Coba pikirkan, kapan terakhir kali kamu nggak nyesel sama sesuatu? Mungkin kamu nyesel beli barang diskonan yang ternyata nggak berguna, atau nyesel karena nggak bilang "Aku suka kamu" pas masih ada kesempatan. Penyesalan adalah bagian hidup yang nggak bisa dihindari.
Penyakit seperti Alzheimer bahkan menunjukkan betapa rentannya otak manusia. Ketika ingatan memudar, yang tersisa adalah kepingan kecil dari penyesalan yang pernah kita rasakan. Jadi apakah penyesalan itu buruk? Tidak juga. Penyesalan adalah pengingat bahwa kita hidup dan peduli. Kalau nggak peduli, ya nggak mungkin nyesel kan? (Atau mungkin kita cuma batu yang nggak punya perasaan.)
Ini adalah fakta yang sering bikin kepala kita panas.
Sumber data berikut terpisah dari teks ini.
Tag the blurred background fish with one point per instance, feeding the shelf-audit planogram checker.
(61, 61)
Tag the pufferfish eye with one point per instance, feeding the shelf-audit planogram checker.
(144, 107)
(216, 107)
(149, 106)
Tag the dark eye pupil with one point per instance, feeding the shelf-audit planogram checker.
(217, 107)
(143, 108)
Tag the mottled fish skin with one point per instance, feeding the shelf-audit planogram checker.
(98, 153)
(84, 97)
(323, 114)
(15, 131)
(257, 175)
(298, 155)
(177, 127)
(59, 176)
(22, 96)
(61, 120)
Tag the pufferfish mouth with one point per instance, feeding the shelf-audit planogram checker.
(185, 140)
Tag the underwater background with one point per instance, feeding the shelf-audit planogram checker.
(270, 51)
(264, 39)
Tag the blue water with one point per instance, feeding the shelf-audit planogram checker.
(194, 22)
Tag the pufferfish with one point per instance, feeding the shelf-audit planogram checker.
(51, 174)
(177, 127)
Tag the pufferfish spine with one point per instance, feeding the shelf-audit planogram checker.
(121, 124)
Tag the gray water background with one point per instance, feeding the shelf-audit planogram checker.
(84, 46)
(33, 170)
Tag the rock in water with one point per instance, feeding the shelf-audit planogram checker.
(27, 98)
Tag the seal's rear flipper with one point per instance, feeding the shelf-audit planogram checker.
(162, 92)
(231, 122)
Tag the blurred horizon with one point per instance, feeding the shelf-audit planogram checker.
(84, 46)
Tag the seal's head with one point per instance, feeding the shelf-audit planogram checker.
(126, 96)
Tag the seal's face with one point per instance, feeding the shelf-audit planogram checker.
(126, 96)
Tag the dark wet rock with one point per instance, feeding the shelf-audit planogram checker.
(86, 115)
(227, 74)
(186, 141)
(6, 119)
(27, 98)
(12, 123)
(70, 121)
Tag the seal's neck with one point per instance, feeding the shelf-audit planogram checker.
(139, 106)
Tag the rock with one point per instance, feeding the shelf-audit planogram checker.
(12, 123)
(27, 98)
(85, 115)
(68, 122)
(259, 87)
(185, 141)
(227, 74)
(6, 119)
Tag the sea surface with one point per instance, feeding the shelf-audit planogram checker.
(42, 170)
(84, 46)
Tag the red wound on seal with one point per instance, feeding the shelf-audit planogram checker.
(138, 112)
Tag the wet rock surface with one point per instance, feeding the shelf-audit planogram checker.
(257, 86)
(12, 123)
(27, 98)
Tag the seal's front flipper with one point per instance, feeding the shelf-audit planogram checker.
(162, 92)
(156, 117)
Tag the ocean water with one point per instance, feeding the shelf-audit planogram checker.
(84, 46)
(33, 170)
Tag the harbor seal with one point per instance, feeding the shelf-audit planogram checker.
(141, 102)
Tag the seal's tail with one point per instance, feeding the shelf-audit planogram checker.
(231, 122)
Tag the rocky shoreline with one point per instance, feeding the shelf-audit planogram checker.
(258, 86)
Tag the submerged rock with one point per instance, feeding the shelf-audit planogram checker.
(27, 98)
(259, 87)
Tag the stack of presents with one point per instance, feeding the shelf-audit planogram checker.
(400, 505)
Hidup itu seperti kartu remi, ada yang dapat joker dan ada yang malah dapat kartu kosong. Kadang kamu udah kerja keras, tapi orang lain yang malah panen hasilnya. Ingat kisah Hachiko, anjing setia yang menunggu pemiliknya bertahun-tahun meskipun pemiliknya sudah meninggal?. Kalau hidup itu adil, Hachiko pasti bakal ketemu lagi sama pemiliknya di kehidupan selanjutnya. Tapi kenyataannya? Hachiko tetap menunggu sampai akhir hidupnya.
Hidup itu tidak adil, tapi bukan berarti kita harus menyerah. Mungkin keadilan nggak selalu datang dalam bentuk yang kita harapkan tapi itu nggak berarti kita harus berhenti berbuat baik. Siapa tahu, karma positif lagi sibuk ngantri buat sampai ke kita.
Elemen ini rasanya sudah jelas. Mulai dari tugas sekolah yang nggak habis-habis, harga bensin yang naik, hingga perasaan patah hati karena gebetan malah jadian sama orang lain semuanya menderita. Tapi di balik penderitaan, ada keindahan kecil yang sering kita abaikan. Seperti Hachiko yang terus setia meskipun hidupnya penuh kesedihan, kita juga bisa menemukan makna dalam penderitaan.
Penderitaan adalah bagian dari perjalanan hidup yang membuat kita kuat. Kalau hidup selalu mulus, kita nggak akan belajar apa-apa. Jadi meski kadang pengen teriak, "Kenapa sih, hidup kok begini?!", coba ingat bahwa penderitaan juga adalah guru terbaik yang kita punya.
Hidup memang tidak sempurna, penuh penyesalan, tidak adil, dan kadang menderita. Tapi di antara semua itu, ada ruang untuk tawa, belajar, dan menikmati momen-momen kecil. Kalau Hachiko saja bisa setia sampai akhir dan Alzheimer mengajarkan kita untuk menghargai setiap ingatan, maka kita pun bisa menemukan keindahan di balik segala kerumitan ini.
Jadi yuk pelajari hidup sambil sesekali tertawa karena kalau nggak, siapa lagi yang akan melakukannya untuk kita?